Judge Alito repeatedly has ruled for plaintiffs in employment discrimination cases when the law calls for such outcomes.

* In Zubi v. AT&T Corp., 219 F.3d 220 (3d Cir. 2000), Judge Alito dissented from the majority’s holding that a man who claimed he was fired because of his race could not sue in federal court. According to Judge Alito, the plaintiff was entitled to sue because a longer statute of limitations applied. The Supreme Court later vindicated Judge Alito’s dissent. See Jones v. Donnelly & Sons Co., 541 U.S. 369 (2004).

* In Goosby v. Johnson & Johnson Medical, Inc., 228 F.3d 313 (3d Cir. 2000), a race and sex discrimination case, Judge Alito reversed the district court’s decision to grant summary judgment to the defendant employer. The Third Circuit ruled that the plaintiff, a black woman, had introduced enough evidence to call into doubt the employer’s explanation for why she was given lower-quality assignments.

* In Smith v. Davis, 248 F.3d 249 (3d Cir. 2001), an African-American probation officer brought a claim of race and disability discrimination in violation of Title VII and the Americans with Disabilities Act. Judge Alito joined a unanimous decision to reverse the lower court’s grant of summary judgment for the defendant employer.

* Judge Alito’s dissent in Sheridan v. DuPont, 100 F.3d 1061 (3d Cir. 1996) (en banc), is a principled balancing of the interests of employees and employers, and the Supreme Court later vindicated it.

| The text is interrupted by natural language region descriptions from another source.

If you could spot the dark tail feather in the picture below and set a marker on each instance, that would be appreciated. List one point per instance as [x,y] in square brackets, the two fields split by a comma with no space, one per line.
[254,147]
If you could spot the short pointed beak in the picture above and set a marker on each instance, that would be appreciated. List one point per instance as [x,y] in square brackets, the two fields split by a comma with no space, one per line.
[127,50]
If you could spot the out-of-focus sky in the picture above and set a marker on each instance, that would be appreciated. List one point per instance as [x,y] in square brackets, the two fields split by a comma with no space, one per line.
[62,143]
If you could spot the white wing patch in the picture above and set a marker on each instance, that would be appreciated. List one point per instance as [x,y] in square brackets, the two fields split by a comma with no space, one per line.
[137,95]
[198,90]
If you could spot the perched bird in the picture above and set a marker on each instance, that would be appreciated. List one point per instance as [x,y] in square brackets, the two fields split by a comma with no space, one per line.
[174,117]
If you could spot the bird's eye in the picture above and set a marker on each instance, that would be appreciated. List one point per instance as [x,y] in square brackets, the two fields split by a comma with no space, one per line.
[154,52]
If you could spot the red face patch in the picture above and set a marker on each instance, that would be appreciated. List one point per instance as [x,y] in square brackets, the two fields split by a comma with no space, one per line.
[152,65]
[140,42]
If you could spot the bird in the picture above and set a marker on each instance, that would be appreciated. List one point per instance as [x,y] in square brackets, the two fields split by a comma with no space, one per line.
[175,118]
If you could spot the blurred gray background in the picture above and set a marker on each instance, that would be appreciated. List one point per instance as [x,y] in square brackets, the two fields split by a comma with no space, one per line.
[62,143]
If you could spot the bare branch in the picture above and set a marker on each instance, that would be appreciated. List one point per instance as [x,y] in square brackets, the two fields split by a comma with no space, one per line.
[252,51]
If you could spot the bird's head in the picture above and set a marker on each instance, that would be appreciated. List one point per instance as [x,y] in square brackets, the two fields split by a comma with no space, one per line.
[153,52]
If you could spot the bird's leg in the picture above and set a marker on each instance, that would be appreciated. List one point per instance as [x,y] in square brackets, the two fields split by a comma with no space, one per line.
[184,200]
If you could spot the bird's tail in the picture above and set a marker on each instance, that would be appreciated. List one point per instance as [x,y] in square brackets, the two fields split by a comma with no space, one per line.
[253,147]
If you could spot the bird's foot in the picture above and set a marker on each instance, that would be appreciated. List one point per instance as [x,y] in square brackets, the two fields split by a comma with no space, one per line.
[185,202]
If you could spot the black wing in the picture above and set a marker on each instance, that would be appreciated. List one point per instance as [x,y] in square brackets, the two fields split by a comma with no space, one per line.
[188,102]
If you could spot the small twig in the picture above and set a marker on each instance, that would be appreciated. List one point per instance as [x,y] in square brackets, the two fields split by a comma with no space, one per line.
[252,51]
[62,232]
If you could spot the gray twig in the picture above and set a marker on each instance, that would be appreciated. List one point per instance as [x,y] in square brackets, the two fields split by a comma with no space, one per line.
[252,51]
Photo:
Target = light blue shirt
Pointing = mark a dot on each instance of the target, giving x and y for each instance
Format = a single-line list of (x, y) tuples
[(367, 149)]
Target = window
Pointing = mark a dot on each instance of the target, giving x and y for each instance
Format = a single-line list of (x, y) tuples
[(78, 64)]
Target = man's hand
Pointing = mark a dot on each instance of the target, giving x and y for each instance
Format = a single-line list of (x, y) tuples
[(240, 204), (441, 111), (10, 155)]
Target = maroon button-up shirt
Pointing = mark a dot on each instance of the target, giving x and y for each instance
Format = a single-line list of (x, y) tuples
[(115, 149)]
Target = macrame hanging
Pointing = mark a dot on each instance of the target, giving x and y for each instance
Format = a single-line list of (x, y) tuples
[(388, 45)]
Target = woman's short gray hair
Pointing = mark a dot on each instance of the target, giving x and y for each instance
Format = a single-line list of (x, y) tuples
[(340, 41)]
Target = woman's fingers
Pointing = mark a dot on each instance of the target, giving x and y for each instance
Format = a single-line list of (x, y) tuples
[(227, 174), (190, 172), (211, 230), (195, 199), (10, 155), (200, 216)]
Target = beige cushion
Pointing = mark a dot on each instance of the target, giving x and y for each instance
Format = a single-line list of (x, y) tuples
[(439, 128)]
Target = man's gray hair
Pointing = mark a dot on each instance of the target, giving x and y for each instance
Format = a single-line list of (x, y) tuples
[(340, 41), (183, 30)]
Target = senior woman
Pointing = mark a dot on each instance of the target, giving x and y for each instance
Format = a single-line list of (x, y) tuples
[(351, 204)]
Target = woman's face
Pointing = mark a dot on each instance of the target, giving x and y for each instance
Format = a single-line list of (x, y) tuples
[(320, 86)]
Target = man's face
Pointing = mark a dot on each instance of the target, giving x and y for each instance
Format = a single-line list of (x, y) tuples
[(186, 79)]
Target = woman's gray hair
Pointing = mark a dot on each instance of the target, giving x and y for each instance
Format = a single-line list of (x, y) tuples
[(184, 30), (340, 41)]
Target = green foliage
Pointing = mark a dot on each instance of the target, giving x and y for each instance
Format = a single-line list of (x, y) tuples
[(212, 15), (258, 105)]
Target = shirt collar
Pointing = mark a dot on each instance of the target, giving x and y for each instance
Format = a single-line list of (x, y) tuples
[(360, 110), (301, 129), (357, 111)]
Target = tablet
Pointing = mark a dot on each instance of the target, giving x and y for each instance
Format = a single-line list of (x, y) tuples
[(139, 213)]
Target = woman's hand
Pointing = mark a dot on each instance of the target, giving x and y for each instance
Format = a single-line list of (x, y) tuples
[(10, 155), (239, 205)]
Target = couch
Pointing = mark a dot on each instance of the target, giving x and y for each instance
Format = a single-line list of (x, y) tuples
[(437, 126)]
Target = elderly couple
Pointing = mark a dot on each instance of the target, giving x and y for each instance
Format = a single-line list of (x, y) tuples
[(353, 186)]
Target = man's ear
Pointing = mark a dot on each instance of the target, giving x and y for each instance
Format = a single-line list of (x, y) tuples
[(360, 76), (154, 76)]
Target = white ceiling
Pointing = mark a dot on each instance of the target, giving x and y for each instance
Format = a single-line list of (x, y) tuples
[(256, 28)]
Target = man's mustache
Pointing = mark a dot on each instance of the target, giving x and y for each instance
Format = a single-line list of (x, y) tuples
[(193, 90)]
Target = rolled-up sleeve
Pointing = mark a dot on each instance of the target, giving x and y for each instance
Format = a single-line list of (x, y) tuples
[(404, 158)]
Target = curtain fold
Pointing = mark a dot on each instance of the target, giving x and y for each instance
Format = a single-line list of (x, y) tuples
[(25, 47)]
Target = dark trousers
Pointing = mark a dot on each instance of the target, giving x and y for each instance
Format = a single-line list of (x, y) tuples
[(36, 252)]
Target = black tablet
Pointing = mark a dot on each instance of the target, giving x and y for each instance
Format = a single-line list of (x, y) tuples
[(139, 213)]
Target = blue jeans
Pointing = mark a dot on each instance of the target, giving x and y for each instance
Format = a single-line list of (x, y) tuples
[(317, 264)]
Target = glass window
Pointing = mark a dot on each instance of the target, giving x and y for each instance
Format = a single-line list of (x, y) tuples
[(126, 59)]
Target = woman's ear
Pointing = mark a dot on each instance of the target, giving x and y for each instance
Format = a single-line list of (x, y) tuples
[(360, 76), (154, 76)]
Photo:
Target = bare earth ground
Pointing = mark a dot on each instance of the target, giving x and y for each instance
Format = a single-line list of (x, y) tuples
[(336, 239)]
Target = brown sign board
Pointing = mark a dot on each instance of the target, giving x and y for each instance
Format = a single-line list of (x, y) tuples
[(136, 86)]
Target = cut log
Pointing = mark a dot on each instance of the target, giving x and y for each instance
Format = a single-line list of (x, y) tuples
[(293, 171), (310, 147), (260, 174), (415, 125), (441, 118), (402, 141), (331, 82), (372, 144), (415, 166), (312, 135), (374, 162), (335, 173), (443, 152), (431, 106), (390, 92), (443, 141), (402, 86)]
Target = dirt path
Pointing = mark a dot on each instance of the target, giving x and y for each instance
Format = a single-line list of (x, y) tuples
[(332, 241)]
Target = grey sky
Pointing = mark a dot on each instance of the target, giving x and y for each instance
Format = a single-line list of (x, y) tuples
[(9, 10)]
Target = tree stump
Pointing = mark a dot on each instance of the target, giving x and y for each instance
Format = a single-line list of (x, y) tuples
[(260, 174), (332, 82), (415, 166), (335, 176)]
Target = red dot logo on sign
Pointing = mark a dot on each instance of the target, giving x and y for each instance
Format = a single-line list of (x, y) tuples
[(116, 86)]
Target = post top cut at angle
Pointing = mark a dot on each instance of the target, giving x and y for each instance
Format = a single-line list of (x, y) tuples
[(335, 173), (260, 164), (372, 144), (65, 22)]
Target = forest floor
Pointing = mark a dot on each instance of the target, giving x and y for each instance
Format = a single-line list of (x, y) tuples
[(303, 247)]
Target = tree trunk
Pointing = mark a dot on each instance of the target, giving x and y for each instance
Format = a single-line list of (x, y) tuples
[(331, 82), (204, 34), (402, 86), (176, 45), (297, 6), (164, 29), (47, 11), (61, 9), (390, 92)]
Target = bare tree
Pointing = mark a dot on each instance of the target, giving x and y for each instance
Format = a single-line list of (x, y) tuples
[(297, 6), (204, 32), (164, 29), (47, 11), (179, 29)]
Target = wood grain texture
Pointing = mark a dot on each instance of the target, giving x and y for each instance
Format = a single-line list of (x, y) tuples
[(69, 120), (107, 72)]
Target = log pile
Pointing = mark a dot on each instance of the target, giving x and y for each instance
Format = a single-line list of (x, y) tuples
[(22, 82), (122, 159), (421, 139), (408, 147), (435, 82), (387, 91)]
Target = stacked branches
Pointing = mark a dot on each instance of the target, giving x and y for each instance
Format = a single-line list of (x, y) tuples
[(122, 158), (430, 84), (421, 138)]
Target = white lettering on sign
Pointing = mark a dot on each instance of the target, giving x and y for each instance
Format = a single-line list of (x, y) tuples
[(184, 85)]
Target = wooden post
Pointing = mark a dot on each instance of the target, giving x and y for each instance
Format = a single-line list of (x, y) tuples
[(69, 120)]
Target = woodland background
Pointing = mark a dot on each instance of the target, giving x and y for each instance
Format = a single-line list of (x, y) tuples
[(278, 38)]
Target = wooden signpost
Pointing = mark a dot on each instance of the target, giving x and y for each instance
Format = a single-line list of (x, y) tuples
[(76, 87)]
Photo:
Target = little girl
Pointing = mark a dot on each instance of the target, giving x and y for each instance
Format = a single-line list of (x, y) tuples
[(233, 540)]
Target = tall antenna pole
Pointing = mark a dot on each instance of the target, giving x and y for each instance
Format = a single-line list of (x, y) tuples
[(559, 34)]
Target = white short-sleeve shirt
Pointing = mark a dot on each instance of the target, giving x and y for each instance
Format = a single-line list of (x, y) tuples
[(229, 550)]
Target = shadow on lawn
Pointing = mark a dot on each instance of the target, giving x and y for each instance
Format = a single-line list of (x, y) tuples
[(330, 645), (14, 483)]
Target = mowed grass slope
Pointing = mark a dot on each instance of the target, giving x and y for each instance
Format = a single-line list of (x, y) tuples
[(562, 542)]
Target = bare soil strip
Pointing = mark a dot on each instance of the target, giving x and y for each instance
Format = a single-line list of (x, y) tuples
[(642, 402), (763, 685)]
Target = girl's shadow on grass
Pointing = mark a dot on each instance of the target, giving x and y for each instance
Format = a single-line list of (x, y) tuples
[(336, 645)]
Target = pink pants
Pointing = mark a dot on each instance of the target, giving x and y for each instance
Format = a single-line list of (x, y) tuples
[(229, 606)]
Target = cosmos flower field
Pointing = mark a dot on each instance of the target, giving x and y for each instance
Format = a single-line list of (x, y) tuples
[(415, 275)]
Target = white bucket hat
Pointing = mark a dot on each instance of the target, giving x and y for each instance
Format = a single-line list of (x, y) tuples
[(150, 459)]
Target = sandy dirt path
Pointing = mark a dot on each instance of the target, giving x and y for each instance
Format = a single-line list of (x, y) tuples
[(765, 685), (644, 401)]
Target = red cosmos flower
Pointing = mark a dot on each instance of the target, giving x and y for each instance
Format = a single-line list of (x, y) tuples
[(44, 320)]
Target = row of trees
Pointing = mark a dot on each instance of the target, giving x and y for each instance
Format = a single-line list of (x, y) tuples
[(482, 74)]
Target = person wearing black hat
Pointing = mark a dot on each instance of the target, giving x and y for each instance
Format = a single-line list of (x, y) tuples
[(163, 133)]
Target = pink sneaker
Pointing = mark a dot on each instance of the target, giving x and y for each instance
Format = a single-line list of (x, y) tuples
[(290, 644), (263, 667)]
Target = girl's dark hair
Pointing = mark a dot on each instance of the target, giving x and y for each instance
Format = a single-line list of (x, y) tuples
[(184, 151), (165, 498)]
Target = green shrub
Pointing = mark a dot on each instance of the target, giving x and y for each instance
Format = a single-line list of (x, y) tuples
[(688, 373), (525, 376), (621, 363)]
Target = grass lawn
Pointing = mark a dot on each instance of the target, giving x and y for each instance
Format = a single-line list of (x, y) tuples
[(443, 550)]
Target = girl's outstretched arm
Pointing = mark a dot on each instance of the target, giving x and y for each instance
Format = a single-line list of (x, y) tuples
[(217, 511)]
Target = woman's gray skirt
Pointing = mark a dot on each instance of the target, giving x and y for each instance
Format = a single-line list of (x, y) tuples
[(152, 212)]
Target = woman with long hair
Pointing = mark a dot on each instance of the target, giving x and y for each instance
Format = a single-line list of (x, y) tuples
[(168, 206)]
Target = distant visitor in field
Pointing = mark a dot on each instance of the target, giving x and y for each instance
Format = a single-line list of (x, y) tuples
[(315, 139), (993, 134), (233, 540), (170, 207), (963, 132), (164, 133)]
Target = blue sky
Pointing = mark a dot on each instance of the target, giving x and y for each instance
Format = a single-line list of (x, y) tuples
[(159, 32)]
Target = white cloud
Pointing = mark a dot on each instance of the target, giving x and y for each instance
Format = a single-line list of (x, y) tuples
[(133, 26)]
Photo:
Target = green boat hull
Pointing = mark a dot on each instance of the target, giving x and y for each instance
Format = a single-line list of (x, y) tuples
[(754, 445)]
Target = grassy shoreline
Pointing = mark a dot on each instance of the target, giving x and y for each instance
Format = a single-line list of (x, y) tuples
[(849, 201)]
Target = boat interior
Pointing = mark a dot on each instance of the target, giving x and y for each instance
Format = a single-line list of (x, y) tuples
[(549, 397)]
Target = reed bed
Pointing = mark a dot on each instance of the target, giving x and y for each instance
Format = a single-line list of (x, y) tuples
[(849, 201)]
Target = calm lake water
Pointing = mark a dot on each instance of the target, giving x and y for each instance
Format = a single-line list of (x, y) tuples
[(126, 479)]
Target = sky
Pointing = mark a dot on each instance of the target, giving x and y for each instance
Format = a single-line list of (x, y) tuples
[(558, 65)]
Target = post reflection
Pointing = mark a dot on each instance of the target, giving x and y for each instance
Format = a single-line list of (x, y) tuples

* Judge Alito interpreted the Supreme Court’s holding in a previous case as requiring that a Title VII plaintiff who produces certain evidence ­ i.e., that the employer’s stated reason for the employment decision was false ­ should “usually” but not necessarily “always” be permitted to go to trial.

* The Supreme Court agreed with Judge Alito’s Sheridan dissent in Reeves v. Sanderson Plumbing Products, Inc., 530 U.S. 133 (2000). Reeves was a unanimous opinion signed by Justice O’Connor ­ whose seat Judge Alito is poised to take.

* In Bray v. Marriott Hotels, 110 F.3d 986 (3d Cir. 1997), Judge Alito would have affirmed the trial court’s ruling for the employer because the plaintiff, an African-American woman, had failed to meet her burden of proof under relevant Supreme Court precedent.

* Marriott explained that it promoted a white female instead of the plaintiff because the white female had a higher objective employee rating, had superior experience, and had participated in more seminars and training sessions.

* Judge Alito argued that discrimination claims of require evidence of actual discrimination, not just evidence that an employer failed to comply with its own internal procedures.

* Judge Alito has held that prosecutors’ efforts to exclude African-Americans from juries is unconstitutional discrimination.

* In Jones v. Ryan, 987 F.2d 960 (3d Cir. 1993), an African-American defendant was convicted in Pennsylvania court of robbery and criminal conspiracy; at trial, the prosecutor used peremptory challenges to exclude three African-Americans from the jury. Judge Alito joined a unanimous opinion holding that the prosecutor had discriminated against the potential jurors on the basis of race, and granting the defendant habeas relief.

* In Brinson v. Vaughn, 398 F.3d 225 (3d Cir. 2005), an African-American defendant was convicted of first-degree murder in Pennsylvania court and sentenced to life in prison. The prosecutor had used 13 out of 14 peremptory challenges against African-American potential jurors, and Judge Alito held that this pattern raised an inference of discrimination.

But hey, since when did the Dems let the facts get in the way of a race-based smear?